One feels that opportunities are lost in Salvage the Bones. Esch’s father prepares for the storm or recuperates from the horrible accident that follows, but much of the action is done around him. He is not quite absent, but not a central player. At any rate, the thoughts of a man who might know something about the bitter civil rights struggle in Mississippi would have added perspective to his children’s difficult situation.
Instead, the past, in Salvage the Bones, is usually restricted to the children’s memories of their mother. Family stories about their grandparents, Papa Joseph and Mother Lizabeth, are also limited to the immediate and the incidental. Bois Sauvage is a place largely without or outside of history.
The limitations in perspective have artistic consequences. Sometimes Esch’s voice is a 15-year-old’s, as one might expect it to be: “I was making him hot with love, and he was loving me,” she says about her boyfriend.
At other times, Ward attempts to give Esch a deeper insight. Such language can be effective and add another dimension to the story: “My hair laid on my neck like the blankets my mother used to crochet, the ones still piled on in winter to keep warm and wake up under in the morning, sweating.”
But more often this kind of figurative speech falls flat. “Seeing him broke the cocoon of my ribcage, and my heart unfurled to fly,” she says when she sees the same boy. Frankly, such passages clutter up the narrative and do not add up to much.
Ward has chosen a 10th-grade narrator who uses highly metaphorical, and even mythical, language (Esch has read Edith Hamilton’s Greek Mythology and often refers to the story of Jason and Medea as events unfold) to describe the terrible deprivation of a working class community in the days before a natural and social disaster stuck. The novelist’s intuition that these events and lives deserve the richest possible literary treatment is a healthy one.
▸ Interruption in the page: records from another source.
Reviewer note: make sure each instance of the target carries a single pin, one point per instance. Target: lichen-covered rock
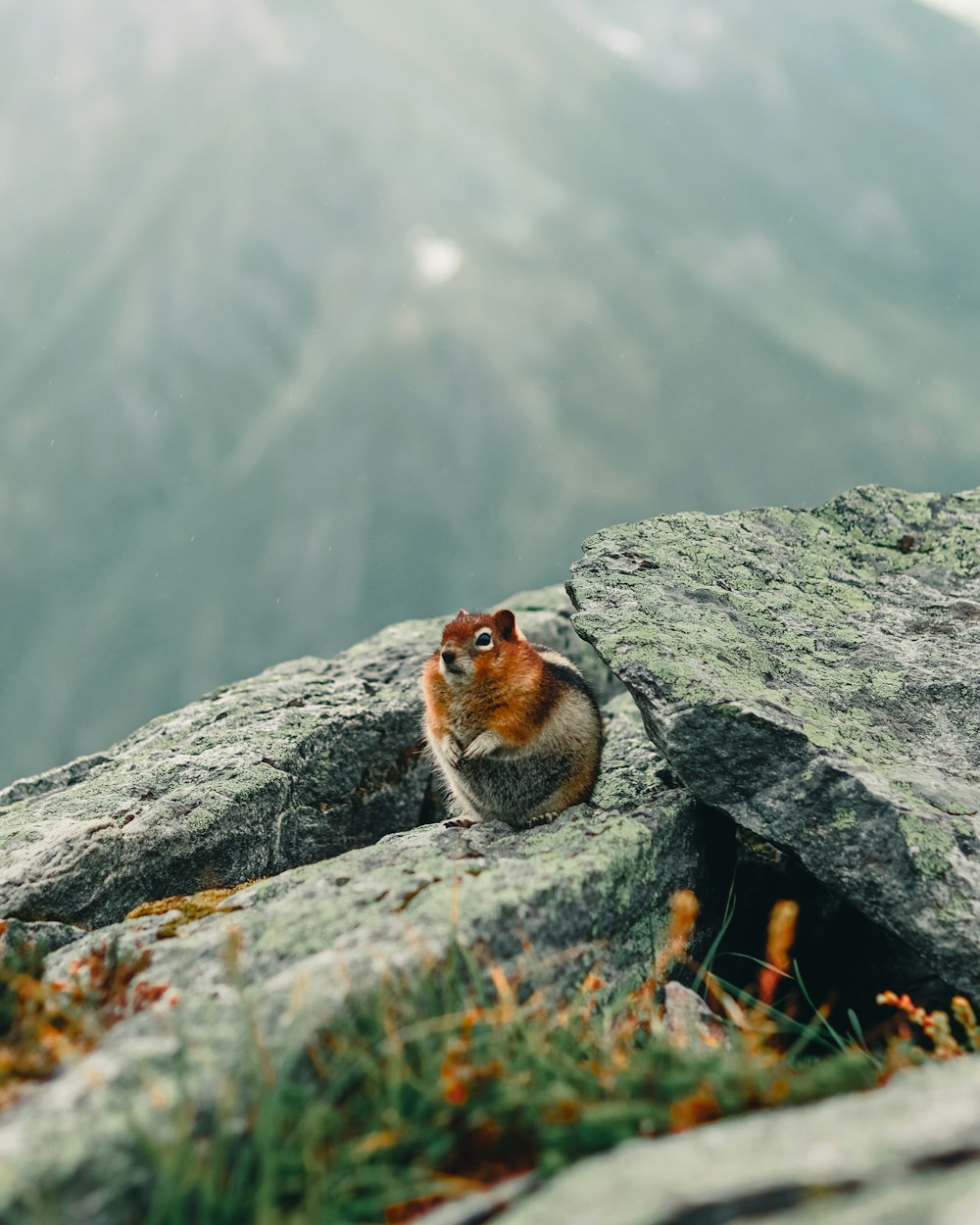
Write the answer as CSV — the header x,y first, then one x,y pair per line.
x,y
863,1159
304,760
817,675
313,936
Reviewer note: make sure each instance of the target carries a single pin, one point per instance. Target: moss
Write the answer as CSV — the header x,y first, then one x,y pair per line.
x,y
844,818
930,844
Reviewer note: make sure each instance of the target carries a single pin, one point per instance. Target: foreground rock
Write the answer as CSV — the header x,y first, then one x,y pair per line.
x,y
305,941
816,674
868,1157
295,764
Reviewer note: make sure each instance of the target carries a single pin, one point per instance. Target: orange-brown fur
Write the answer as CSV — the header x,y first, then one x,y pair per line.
x,y
508,692
509,728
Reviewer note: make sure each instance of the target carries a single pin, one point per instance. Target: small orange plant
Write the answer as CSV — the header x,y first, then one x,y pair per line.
x,y
42,1022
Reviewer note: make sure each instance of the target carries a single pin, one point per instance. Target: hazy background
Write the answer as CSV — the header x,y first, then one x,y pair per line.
x,y
318,315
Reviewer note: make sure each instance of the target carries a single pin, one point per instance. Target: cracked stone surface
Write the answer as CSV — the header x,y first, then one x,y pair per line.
x,y
302,762
312,936
816,674
834,1160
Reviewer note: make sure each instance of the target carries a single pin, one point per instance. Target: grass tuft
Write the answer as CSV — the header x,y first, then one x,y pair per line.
x,y
430,1088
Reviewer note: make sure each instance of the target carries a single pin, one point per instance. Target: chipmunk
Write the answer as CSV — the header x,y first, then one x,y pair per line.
x,y
514,729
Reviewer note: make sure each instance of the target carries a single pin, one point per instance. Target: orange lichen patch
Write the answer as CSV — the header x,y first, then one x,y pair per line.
x,y
190,906
936,1025
778,944
699,1107
45,1022
684,910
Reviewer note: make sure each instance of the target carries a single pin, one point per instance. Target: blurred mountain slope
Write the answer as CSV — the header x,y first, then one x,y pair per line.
x,y
317,317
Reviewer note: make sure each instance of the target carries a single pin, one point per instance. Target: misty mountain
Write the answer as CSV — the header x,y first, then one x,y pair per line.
x,y
319,315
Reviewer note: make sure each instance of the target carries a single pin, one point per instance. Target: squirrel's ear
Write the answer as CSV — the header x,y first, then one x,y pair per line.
x,y
505,622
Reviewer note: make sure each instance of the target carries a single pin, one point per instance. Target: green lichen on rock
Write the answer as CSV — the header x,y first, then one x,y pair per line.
x,y
817,675
304,760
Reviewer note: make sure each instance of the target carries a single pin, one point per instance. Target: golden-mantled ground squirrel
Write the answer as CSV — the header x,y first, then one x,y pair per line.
x,y
514,729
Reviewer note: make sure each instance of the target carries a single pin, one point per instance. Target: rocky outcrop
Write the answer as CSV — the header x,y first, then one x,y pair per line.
x,y
816,674
302,762
811,676
596,880
867,1159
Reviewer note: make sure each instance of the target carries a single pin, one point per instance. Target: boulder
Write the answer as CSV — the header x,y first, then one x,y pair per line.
x,y
302,762
277,958
816,674
880,1156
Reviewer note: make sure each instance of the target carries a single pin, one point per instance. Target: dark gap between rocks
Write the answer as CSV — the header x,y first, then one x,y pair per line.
x,y
843,956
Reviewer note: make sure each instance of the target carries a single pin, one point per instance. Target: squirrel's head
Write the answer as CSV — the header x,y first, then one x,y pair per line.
x,y
474,641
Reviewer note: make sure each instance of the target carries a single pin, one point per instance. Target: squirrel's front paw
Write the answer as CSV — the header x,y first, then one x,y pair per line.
x,y
451,750
486,743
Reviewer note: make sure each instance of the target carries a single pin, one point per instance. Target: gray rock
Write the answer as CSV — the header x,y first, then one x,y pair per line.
x,y
816,674
302,762
816,1162
581,892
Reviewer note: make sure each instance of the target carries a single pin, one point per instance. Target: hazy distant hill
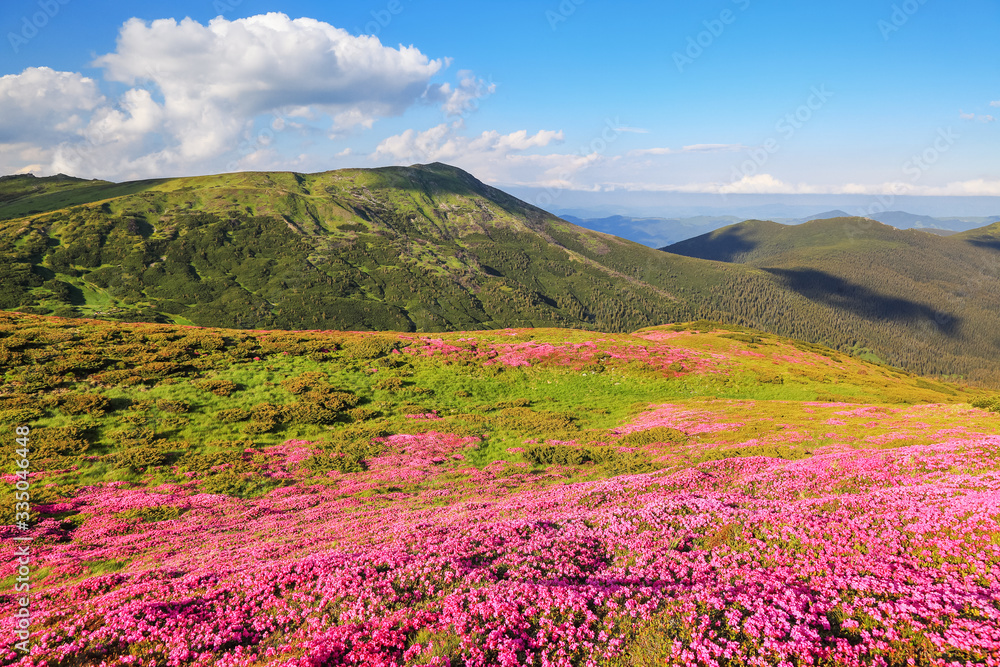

Unfortunately, neither Esch’s metaphors nor her references to Greek mythology help us see more deeply into the emotions and the objective circumstances that condition the latter in Bois Sauvage. They are simply not enough by themselves, and they tend to detract from the book’s force.
On balance, however, the author’s sincerity and feeling for her characters tend to overcome the problems of the narrative voice. Descriptions of certain events stand out: the father’s wounding, a dogfight in the woods, the pit bull’s behavior and Hurricane Katrina itself. In fact, these last two are central, almost elemental sources of the novel’s power, which perhaps tells us something about the world view of the author: the hazards and successes of life, like nature, cannot be controlled.